In mid-July, the Energy Information Administration reported that gasoline demand was at its lowest since June of 2004. There is a lower demand for fuel with the soft economy and fuel efficiency is better. This lower demand is causing, and being compounded by, increasing gasoline prices.
Gas demand drop
Over 2008, the demand for both gasoline and oil dropped considerably. Because it dropped, gas prices went up to $ 4 and more. There were also more fuel efficient and hybrid vehicles created.
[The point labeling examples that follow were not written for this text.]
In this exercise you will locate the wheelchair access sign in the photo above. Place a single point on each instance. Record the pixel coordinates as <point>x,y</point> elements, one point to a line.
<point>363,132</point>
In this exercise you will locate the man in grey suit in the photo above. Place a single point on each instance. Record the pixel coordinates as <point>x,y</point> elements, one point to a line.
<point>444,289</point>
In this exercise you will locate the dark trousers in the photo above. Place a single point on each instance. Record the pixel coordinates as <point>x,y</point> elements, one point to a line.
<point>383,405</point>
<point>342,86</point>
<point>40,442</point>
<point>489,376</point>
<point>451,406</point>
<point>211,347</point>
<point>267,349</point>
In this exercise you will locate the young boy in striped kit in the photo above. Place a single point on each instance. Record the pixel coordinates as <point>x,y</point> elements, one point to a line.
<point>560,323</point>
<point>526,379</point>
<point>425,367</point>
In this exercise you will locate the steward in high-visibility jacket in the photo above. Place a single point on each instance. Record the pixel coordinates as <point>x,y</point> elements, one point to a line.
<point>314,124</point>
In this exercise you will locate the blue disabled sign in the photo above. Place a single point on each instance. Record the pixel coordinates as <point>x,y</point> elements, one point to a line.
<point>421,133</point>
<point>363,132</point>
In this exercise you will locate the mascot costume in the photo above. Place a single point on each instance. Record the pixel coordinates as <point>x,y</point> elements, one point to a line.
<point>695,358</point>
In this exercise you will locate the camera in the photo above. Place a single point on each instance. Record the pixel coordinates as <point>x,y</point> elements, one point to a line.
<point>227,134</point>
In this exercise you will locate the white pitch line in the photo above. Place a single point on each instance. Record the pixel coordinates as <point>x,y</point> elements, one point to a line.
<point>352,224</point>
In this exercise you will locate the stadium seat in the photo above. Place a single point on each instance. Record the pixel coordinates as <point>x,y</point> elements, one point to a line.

Fuel efficient cars are nevertheless being made although there has been more of a demand since late 2009. There is more of a demand for oil than there is for gas considering fuel for heating is needed in the winter.
U.S. Oil production
Oil production within the U.S. connects to gas prices. Although offshore drilling being shut down has hurt this number, typically 28 percent of U.S. oil production is met inside the country. With so little of the oil used by the United States being produced domestically, the small rise in demand is requiring more imports.
Summer driving
Summer driving has made the demand for oil lately go up. The American Automobile Association estimates that a growing number of people will be choosing to drive further this summer.
Fuel comparisons within the U.S.
The U.S. uses the most fuel. China is the second-largest consumer of gasoline, but demand in China is easily increasing to levels that could make it first. In numerous small European countries where fuel-efficient autos are becoming more popular, fuel taxes make the price of a gallon of gasoline as high as $ 8 per gallon. Since supply is going down while demand goes up, many people may have no other choice then to switch to fuel efficient vehicles.